The article outlined specific musical patterns that are guaranteed to assemble a tearjerker. It cited research by a British psychologist that had participants identify 20 tear-inducing musical phrases. Fully 90% of them share a musical device called an “appoggiatura.”
This is an ornamental or “grace note” that creates a dissonant sound. I know them as “passing tones” - a note that doesn’t quite fit the melody, causing an unresolved chord. It creates a feeling of tension in the listener, that is not resolved until the melody moves back in line with the chord. It is hard to describe musical concepts with words, but try to imagine stopping the Star Spangled Banner one note before the last chord: “And the home of the...” It leaves you hanging. (Our music theory professor claimed that was how one composer’s wife got him out of bed in the morning. She would play a tune on the piano up to the last chord. The composer was compelled to get up, walk downstairs, and resolve the final chord.)
The article also mentioned dramatic changes in harmony, volume, and note ranges as keys to creating a crying song. I thought I would test this theory, so I posted the question on Facebook: What songs make you cry, and why?
Surprisingly, my results did not jibe with the article’s thesis.
The songs were as varied as the gospel standards In The Garden and Ave Maria to that hokey 60s hit Last Kiss. A couple of Beatles tunes made the list: Yesterday and In My Life.
Country fans liked The Dance by Garth Brooks and Haggard’s Today I Started Loving You Again. Luther Vandross got a callout, and Bonnie Raitt had two compositions make the “cry” list: I Can’t Make You Love Me and Feels Like Home. Show tunes had the desired effect, including Singing in the Rain and Til There Was You from The Music Man.
All could agree that the songs cited were bonafide tearjerkers (except maybe the Beach Boys’ Little Surfer Girl - sorry, Donna). But here’s the rub.
No one on Facebook mentioned “appoggiaturas” or “octave leaps.” The number one reason was that everyone associated a song with a pleasant or meaningful memory.

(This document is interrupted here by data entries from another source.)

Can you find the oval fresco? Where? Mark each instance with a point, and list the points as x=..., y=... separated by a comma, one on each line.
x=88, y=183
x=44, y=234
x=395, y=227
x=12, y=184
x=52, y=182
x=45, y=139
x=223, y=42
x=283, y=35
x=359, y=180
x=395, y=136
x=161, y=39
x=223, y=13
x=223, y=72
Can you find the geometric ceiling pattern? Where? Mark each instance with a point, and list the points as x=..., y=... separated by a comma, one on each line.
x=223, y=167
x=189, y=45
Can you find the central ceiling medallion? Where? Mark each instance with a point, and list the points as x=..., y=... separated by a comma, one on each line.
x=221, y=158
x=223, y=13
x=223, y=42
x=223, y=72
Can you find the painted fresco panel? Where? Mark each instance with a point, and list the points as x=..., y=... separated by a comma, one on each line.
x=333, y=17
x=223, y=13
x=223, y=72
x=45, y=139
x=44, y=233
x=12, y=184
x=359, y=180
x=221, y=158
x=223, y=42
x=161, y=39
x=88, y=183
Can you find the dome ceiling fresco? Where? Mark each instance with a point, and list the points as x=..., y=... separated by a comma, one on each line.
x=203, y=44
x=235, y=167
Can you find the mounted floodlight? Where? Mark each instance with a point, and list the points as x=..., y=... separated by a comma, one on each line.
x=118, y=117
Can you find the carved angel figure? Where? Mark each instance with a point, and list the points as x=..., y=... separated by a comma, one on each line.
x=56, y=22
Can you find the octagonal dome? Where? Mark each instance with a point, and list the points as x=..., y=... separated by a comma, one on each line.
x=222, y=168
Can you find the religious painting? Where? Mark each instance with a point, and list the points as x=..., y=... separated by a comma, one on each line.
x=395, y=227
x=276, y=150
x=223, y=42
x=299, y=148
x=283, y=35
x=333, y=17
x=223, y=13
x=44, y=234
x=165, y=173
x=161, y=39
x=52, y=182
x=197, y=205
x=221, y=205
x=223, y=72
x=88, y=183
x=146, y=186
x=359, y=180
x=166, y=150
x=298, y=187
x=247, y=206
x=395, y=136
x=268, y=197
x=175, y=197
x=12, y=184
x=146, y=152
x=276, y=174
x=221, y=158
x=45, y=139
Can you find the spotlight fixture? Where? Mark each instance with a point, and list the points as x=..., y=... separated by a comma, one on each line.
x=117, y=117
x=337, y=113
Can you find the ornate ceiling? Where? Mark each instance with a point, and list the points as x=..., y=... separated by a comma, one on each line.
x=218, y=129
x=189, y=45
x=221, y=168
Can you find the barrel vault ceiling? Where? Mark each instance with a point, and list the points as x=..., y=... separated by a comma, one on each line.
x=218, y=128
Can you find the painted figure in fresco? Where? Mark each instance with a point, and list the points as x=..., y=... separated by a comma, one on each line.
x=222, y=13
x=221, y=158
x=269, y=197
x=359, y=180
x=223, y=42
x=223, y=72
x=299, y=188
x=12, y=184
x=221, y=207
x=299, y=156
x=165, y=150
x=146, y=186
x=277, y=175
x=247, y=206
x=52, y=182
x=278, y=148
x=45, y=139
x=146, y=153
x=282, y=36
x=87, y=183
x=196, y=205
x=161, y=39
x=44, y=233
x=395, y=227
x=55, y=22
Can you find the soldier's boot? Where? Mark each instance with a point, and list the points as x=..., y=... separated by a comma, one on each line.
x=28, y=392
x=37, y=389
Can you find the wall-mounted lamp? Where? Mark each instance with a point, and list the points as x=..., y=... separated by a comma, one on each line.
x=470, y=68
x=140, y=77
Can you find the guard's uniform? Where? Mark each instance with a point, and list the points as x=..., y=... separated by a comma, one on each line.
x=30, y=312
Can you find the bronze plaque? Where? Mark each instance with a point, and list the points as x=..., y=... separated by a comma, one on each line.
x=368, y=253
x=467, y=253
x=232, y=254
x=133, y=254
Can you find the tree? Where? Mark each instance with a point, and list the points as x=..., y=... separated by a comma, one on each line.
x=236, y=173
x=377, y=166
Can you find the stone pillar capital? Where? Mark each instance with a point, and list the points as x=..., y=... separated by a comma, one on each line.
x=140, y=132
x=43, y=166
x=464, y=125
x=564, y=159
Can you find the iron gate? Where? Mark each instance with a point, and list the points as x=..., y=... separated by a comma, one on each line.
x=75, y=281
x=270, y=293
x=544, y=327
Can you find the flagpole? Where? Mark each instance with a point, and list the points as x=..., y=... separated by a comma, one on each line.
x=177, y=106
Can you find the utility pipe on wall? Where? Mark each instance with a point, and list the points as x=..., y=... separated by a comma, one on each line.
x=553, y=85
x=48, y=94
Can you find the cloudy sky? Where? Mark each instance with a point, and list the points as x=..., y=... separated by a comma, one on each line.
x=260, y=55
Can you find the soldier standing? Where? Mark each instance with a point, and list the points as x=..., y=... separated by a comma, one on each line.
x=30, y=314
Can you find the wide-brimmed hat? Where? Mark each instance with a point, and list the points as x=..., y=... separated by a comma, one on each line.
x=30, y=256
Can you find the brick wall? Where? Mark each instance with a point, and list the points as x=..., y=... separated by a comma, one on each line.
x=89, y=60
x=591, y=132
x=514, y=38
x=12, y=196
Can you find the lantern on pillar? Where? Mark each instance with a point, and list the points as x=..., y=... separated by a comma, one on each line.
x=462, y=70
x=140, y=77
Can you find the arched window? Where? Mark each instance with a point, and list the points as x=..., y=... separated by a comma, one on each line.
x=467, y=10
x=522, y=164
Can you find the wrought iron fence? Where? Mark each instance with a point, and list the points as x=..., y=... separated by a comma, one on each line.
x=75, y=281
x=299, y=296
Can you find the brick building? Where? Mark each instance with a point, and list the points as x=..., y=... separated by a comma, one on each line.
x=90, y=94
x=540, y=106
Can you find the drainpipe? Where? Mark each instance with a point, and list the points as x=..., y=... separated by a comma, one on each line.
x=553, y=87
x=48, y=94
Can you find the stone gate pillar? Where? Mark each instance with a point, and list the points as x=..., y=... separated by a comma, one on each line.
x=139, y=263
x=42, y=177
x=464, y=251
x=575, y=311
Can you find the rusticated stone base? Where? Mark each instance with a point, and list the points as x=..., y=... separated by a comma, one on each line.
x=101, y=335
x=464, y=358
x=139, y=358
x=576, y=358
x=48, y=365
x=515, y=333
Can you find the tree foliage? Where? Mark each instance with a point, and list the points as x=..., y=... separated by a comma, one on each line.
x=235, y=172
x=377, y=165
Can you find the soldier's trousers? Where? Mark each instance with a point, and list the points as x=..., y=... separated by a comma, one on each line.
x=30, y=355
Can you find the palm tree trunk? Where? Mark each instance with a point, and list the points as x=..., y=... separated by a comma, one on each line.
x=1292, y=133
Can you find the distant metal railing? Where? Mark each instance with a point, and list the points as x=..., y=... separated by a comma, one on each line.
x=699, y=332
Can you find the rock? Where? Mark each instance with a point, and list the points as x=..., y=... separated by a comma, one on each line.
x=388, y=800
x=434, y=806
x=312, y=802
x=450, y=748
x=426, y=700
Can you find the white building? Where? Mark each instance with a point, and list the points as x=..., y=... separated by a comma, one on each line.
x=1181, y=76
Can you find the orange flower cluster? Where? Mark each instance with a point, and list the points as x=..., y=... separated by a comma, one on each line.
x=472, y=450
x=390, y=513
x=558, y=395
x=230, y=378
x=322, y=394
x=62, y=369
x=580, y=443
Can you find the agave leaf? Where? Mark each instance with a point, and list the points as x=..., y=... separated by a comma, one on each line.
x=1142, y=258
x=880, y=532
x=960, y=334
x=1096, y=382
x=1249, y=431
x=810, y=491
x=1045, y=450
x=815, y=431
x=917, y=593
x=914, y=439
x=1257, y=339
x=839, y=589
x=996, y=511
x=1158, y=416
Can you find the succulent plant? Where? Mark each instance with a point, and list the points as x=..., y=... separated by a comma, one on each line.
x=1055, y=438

Fathers, funerals, and friends were just some of the reasons mentioned for the song that makes them cry. Some met their spouses while a certain song was playing. Others think of our soldiers or their homeland.
Every contributor flat out agreed the reason for the emotional attachment was “the association - the memories - the hormones.”
In a way this is reassuring. To read the article, one might assume you could write a winner of a song following a formula. Like back in the days of disco, when hit factories did exactly that, putting together songs with rhythms that echoed heartbeats.But from my unscientific survey, I am reassured there is no formula for writing a hit song. The trick is to get it out there, and trust that your song will be playing when someone is getting married, divorced, or buried. Then that tune will be forever etched in the brain as a great song, guaranteed to gush the tears when replayed and replayed and replayed.